Repubblica Centrafricana: grave la situazione degli sfollati vicino Ndélé

Alta incidenza di matrimoni tra bambini o adolescenti e diffuso ricorso
al lavoro minorile. Sono solo alcune delle gravi condizioni rivelate da
uno studio condotto da Alto Commissariato delle Nazioni Unite per i
Rifugiati (UNHCR) e Danish Refugee Council tra gli sfollati che si
trovano vicino alla città di Ndélé, nel nord della Repubblica
Centrafricana.

La ricerca ha preso in esame 300 famiglie, su una popolazione di 17.000
persone nell’area. Una famiglia su 5 ha perso almeno un componente
durante la prima metà del 2011 a causa dell’insicurezza, della
mancanza di servizi medici o per la carenza di cibo. Il lavoro minorile
riguarda il 32,5% dei bambini e adolescenti di età compresa tra i 6 e i
15 anni.

Inoltre il 30% delle ragazze tra i 12 e i 17 anni è stata venduta per
fini di matrimonio. Le famiglie di sfollati hanno riferito agli
operatori UNHCR di aver dato in spose le loro giovani figlie a membri
della comunità locale d’accoglienza e mandato i bambini a lavorare nei
campi o a pesca per loro, in cambio di un alloggio, di cibo o di denaro.
Sono giunte all’Agenzia anche notizie di stupri ad opera di bande e
gruppi armati.

Lo studio è stato effettuato principalmente tra i mesi di maggio e
settembre e sarà esteso ad altri villaggi nella regione. Prima di giugno
– quando una delle principali fazioni ribelli attive nell’area, la
Patriots’ Convention for Justice and Peace, e il Governo centrafricano
hanno siglato il cessate-il-fuoco – gli sfollati della zona non avevano
praticamente accesso all’assistenza umanitaria. Prima dell’accordi
di pace gli unici civili in condizione di ricevere assistenza umanitaria
erano quelli che riuscivano a raggiungere la città di Ndélé.

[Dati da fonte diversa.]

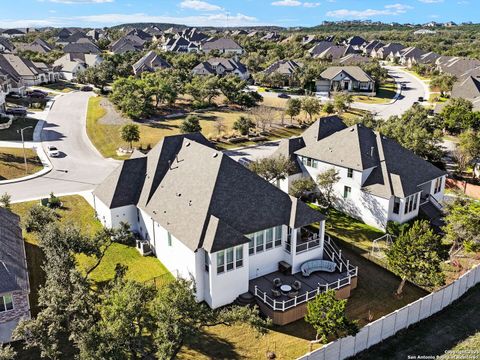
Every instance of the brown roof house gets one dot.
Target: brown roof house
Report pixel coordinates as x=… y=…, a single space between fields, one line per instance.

L’UNHCR auspica che il miglioramento delle condizioni di sicurezza
consenta di stabilire una rafforzata presenza in questa regione della
Repubblica Centrafricana, così da poter rispondere alle necessità di
protezione e assistenza delle popolazioni sfollate. Finora lo staff
dell’UNHCR ha condotto missioni nell’area partendo dall’ufficio
dell’Agenzia a Kaga Bandoro, 350 chilometri più a sud. Le circa 11 ore
che servono per arrivare a Ndélé contribuiscono a spiegare le difficoltà
nella consegna degli aiuti.

La città di Ndélé si trova nella prefettura di Bamingui Bangoran, a
circa 700 chilometri dalla capitale Bangui. Considerata un tempo il
granaio del paese, dal 2005 – per la moltitudine di gruppi ribelli e
bande armate che imperversano nell’area – ha visto molti dei suoi
residenti costretti a vivere nella boscaglia, senza poter neanche
coltivare la terra.

Nella Repubblica Centrafricana l’UNHCR assiste oltre 176.000 sfollati
e circa 20.000 rifugiati, provenienti questi ultimi soprattutto dalla
regione sudanese del Darfur e dalla Repubblica Democratica del Congo.